Peacekeeping has now developed to include many more functions and players: there is more freedom to use weapons -lethal force may be authorized not only for self-defence but also to further the mission of the intervention. Accordingly a new interpretation of impartiality has evolved. There is more power play in the contributions that the large military and superpowers make in personnel, infrastructure and weapons. The UN stance is that the military is needed to protect civilian interventions. It could be that NATO and perhaps the new European Force will in future perform this military role during interventions.

The group then began to make explicit some of the assumptions of our own discussion and identify issues to which we should return. Motives for peacekeeping operations range from the states' pursuit of their own political and economic interests to a response to public outcry. They may include humanitarian motives.

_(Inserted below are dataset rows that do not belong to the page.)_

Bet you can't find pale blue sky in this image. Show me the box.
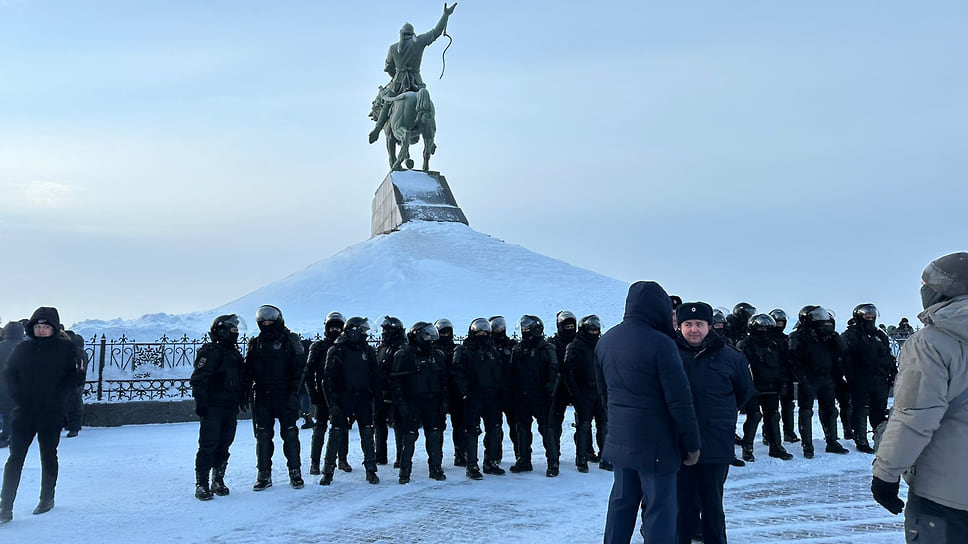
[0,0,968,323]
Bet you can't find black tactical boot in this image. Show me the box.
[743,446,756,463]
[289,467,306,489]
[484,461,505,476]
[430,467,447,482]
[770,446,793,461]
[252,470,272,491]
[195,471,212,500]
[824,440,848,454]
[211,465,229,497]
[34,500,54,516]
[511,459,534,474]
[465,465,484,480]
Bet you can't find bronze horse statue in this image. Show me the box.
[370,87,437,170]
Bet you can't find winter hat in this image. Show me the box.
[676,302,713,325]
[921,251,968,298]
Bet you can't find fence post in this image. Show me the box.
[97,334,108,401]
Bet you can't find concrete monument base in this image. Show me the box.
[370,170,468,237]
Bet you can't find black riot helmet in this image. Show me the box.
[746,314,776,332]
[854,303,881,321]
[255,304,285,326]
[343,317,370,344]
[518,315,544,338]
[407,321,440,351]
[467,317,491,336]
[487,315,508,335]
[578,314,602,339]
[380,315,403,341]
[555,310,578,332]
[209,314,240,344]
[713,308,726,328]
[770,308,788,327]
[733,302,756,321]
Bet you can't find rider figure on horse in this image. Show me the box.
[370,3,457,144]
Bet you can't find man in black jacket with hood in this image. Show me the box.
[0,321,24,448]
[0,307,83,523]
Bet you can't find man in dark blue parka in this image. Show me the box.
[595,281,699,544]
[676,302,754,544]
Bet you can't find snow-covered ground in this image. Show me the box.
[0,414,906,544]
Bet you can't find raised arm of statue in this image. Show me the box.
[417,2,457,45]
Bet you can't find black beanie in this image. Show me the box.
[921,251,968,298]
[676,302,713,325]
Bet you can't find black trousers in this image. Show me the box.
[195,406,239,474]
[850,376,891,444]
[252,391,300,472]
[67,385,84,431]
[676,463,729,544]
[464,390,504,467]
[797,376,837,451]
[0,421,61,510]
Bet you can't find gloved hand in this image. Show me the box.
[682,450,699,467]
[329,405,345,425]
[871,476,904,515]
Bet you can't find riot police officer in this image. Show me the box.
[510,315,559,478]
[306,312,352,476]
[189,314,248,501]
[790,306,847,459]
[390,321,449,484]
[453,317,504,480]
[245,305,306,491]
[319,317,380,485]
[373,316,407,468]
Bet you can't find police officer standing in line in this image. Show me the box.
[548,310,580,474]
[319,317,380,485]
[434,318,467,467]
[790,306,847,459]
[737,314,793,462]
[562,315,611,472]
[842,304,897,453]
[453,317,504,480]
[676,302,754,544]
[245,304,306,491]
[510,315,559,478]
[487,315,518,463]
[373,316,407,468]
[306,312,353,476]
[189,314,249,501]
[390,321,448,484]
[768,308,800,444]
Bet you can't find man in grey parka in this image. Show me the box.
[871,252,968,543]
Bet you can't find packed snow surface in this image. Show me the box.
[73,221,628,342]
[0,413,907,544]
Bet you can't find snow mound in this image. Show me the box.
[73,221,628,341]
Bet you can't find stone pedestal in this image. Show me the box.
[370,170,467,236]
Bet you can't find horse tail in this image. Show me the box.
[417,87,434,115]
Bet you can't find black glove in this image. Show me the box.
[871,476,904,515]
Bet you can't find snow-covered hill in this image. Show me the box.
[73,221,628,341]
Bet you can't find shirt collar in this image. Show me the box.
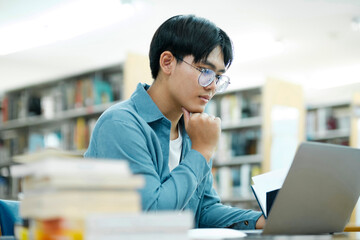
[131,83,166,123]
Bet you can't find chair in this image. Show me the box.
[0,199,22,236]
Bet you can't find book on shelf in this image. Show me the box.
[251,169,288,218]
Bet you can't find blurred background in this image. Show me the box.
[0,0,360,218]
[0,0,360,96]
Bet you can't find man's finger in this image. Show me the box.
[181,107,190,128]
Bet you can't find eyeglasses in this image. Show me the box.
[176,57,230,93]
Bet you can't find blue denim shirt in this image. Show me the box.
[85,84,261,229]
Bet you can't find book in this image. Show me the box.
[21,174,145,194]
[85,211,194,240]
[11,153,132,177]
[251,168,288,218]
[20,190,141,219]
[13,146,82,163]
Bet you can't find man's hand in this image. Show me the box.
[182,108,221,162]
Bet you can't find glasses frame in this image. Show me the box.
[176,57,231,93]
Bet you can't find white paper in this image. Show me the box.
[252,168,289,217]
[188,228,246,240]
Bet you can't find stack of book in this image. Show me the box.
[11,149,144,239]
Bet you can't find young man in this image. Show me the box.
[85,15,265,229]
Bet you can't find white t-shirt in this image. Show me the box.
[169,127,182,172]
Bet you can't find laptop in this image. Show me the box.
[262,142,360,235]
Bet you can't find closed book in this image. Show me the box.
[20,191,141,219]
[21,174,145,194]
[11,155,133,177]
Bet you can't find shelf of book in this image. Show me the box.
[0,64,124,198]
[306,102,351,145]
[306,93,360,225]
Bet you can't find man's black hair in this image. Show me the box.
[149,15,233,79]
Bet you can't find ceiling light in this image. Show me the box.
[0,0,140,55]
[351,17,360,32]
[233,32,286,62]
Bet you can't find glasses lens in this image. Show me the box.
[199,69,216,87]
[216,75,230,92]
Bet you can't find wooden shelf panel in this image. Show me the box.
[213,154,263,167]
[308,129,350,141]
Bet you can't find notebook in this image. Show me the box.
[262,142,360,235]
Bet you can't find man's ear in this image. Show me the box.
[159,51,176,75]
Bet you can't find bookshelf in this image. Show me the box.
[210,79,305,209]
[0,64,124,199]
[306,92,360,226]
[306,102,351,146]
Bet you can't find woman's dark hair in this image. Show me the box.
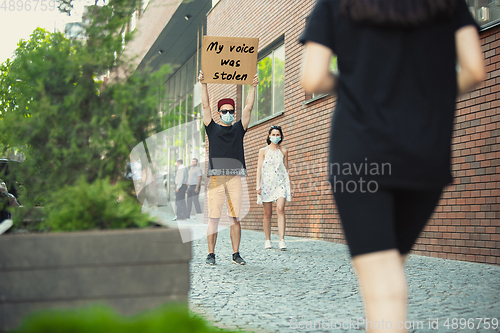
[266,125,283,145]
[341,0,457,27]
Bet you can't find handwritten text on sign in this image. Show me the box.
[201,36,259,84]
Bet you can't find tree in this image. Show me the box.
[0,0,169,205]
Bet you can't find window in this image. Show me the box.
[304,55,339,104]
[242,44,285,124]
[466,0,500,30]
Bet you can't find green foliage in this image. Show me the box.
[0,0,174,206]
[40,178,152,231]
[18,304,250,333]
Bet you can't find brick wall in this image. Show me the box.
[414,27,500,264]
[207,0,500,264]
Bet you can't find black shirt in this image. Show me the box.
[300,0,476,188]
[205,119,247,176]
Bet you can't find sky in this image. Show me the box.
[0,0,93,63]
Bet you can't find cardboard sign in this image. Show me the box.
[201,36,259,84]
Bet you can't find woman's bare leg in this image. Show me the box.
[352,249,406,333]
[262,202,273,240]
[276,198,286,240]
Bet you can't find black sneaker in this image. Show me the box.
[233,252,246,265]
[205,253,215,265]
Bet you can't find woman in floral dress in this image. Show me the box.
[256,126,292,250]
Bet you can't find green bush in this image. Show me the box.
[18,304,250,333]
[40,178,152,231]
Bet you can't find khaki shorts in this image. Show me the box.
[208,176,242,219]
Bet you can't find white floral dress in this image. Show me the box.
[257,148,292,204]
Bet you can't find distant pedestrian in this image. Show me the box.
[256,126,292,250]
[300,0,485,332]
[187,158,203,217]
[175,159,189,220]
[198,71,259,265]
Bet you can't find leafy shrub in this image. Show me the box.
[40,177,152,231]
[18,304,248,333]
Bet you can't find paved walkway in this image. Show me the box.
[150,208,500,332]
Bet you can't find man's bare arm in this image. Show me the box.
[198,70,212,126]
[241,74,259,130]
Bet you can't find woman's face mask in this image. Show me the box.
[269,136,281,145]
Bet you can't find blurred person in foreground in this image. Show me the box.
[300,0,485,332]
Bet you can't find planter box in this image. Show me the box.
[0,228,191,331]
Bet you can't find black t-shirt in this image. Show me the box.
[300,0,477,188]
[205,120,247,176]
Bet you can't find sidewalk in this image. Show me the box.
[152,208,500,333]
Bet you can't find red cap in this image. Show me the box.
[217,98,234,111]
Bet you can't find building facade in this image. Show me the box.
[207,0,500,264]
[130,0,500,265]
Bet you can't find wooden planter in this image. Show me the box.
[0,228,191,331]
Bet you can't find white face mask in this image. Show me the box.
[220,112,234,125]
[269,136,281,145]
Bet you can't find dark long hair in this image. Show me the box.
[341,0,457,27]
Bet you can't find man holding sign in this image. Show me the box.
[198,71,259,265]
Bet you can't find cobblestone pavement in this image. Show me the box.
[151,208,500,333]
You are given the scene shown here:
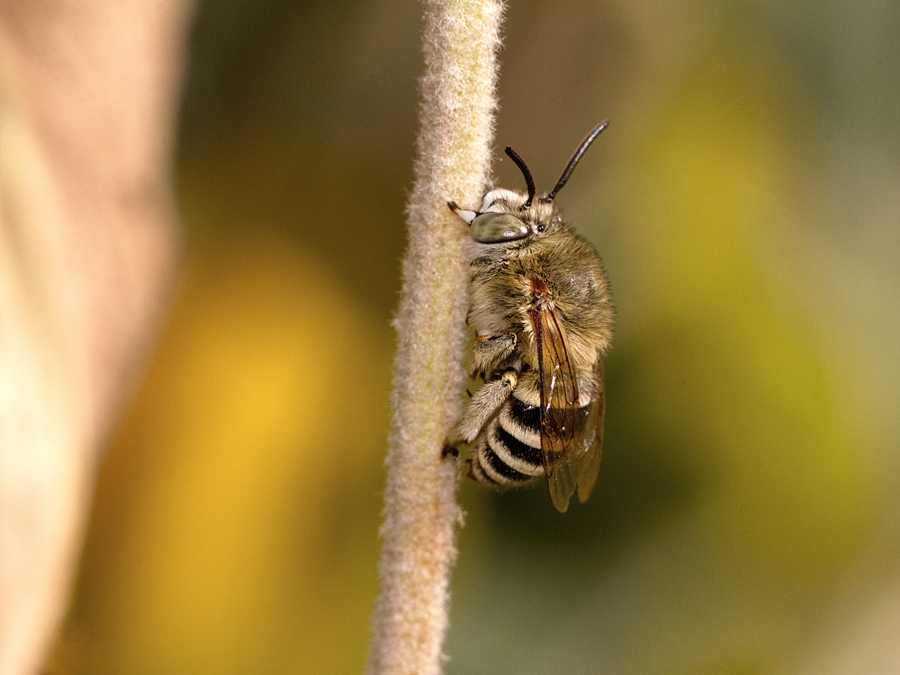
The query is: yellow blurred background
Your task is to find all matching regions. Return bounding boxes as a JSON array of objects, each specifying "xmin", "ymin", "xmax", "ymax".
[{"xmin": 50, "ymin": 0, "xmax": 900, "ymax": 675}]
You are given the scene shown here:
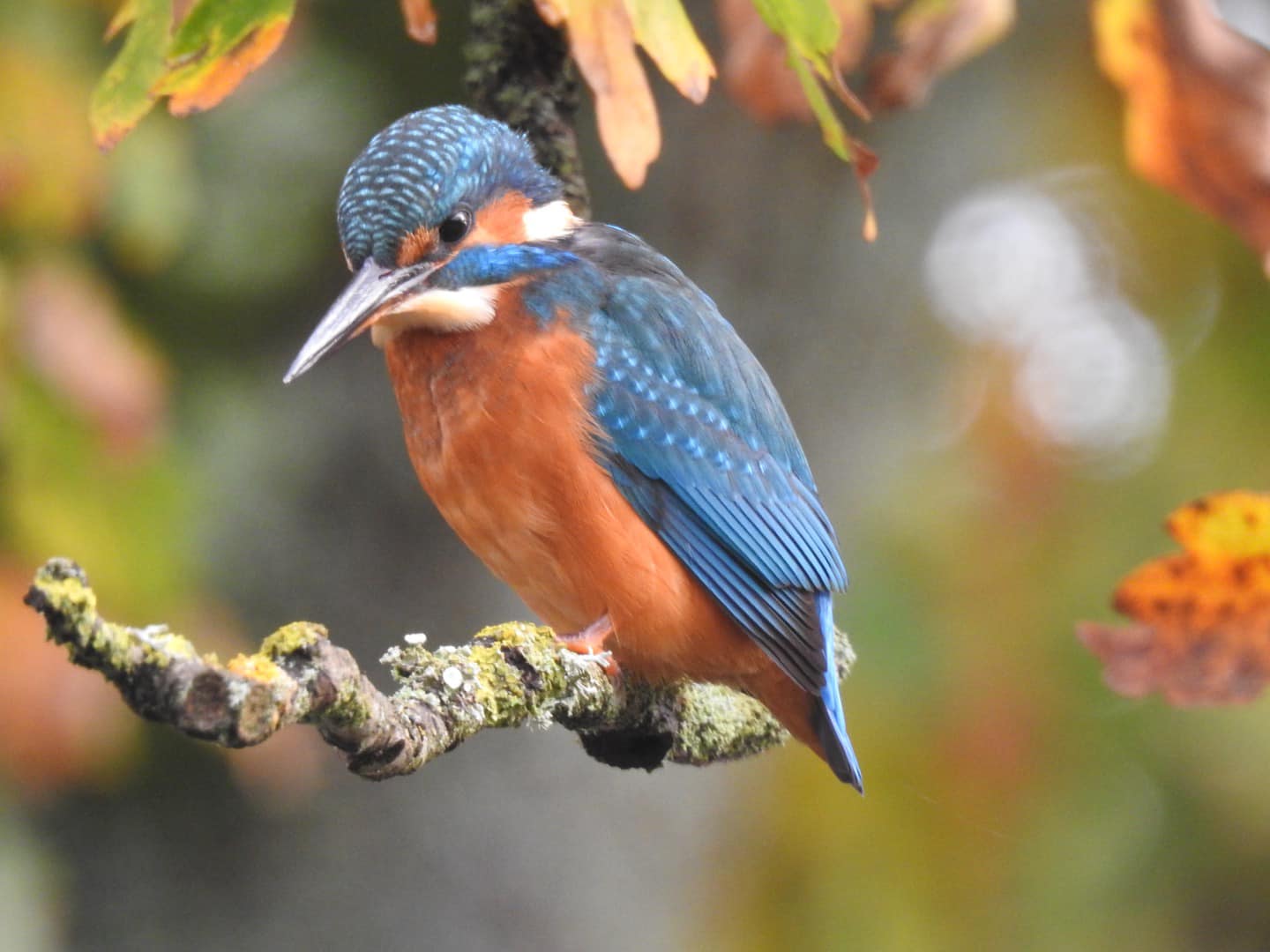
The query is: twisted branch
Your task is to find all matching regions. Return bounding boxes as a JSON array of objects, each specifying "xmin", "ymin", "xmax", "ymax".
[{"xmin": 26, "ymin": 559, "xmax": 854, "ymax": 779}]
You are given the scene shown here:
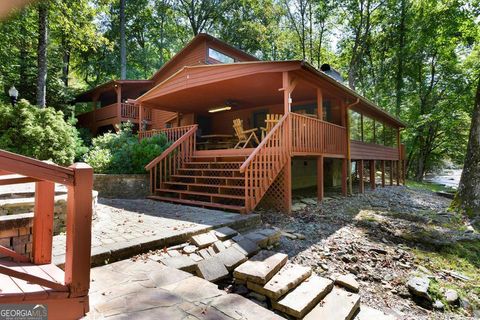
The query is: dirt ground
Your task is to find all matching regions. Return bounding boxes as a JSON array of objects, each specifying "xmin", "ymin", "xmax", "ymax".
[{"xmin": 260, "ymin": 187, "xmax": 480, "ymax": 319}]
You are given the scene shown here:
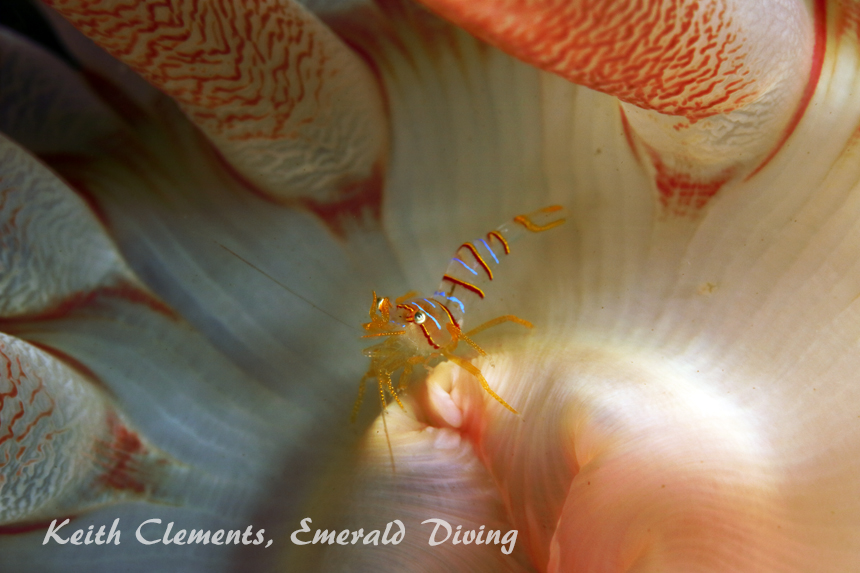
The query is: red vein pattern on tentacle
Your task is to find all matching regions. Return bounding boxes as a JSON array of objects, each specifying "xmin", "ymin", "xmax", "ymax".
[
  {"xmin": 95, "ymin": 413, "xmax": 148, "ymax": 494},
  {"xmin": 0, "ymin": 344, "xmax": 61, "ymax": 482},
  {"xmin": 49, "ymin": 0, "xmax": 328, "ymax": 141},
  {"xmin": 422, "ymin": 0, "xmax": 772, "ymax": 119}
]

Different situations and forms of conflict make it necessary to distinguish several types of operations, including peacekeeping, peacemaking, and peacebuilding. The different moments in the process of a conflict make different responses relevant, genuine peacebuilding is appropriate both pre-and postwar.

The second day, the group looked specifically at the example of Kosovo, drawing on the experience of Howard Clark and of a Serb from Kosovo, Sonja Nikolic.

In 1992, the Conference (forerunner of the Organisation) for Security Commission in Europe sent a 16-person team to three areas of rump-Yugoslavia. In Kosovo, it monitored court cases and mediated to end the journalists' hunger strike. The Belgrade government didn't allow this team to stay after July 1993, and there was very little international presence in Kosovo until after the appearance of the Kosovo Liberation Army (1996). The nonviolent student demonstrations of 1997 made diplomats take more notice, but it was really the Drenica massacres of February-March 1998 that put Kosovo top of the international agenda. Negotiations with Belgrade to stop the Serbian offensive in Kosovo finally led to an agreement for ceasefire and to the establishment of the Kosovo Verification Mission (KVM), a mission to be run by the OSCE with 2,000 civilians. Some points about the KVM:

It was set up too late to stop the war, and indeed among major actors (the KLA, Belgrade, Washington) there was little interest in stopping the war -the US used the KVM to prepare public opinion for war.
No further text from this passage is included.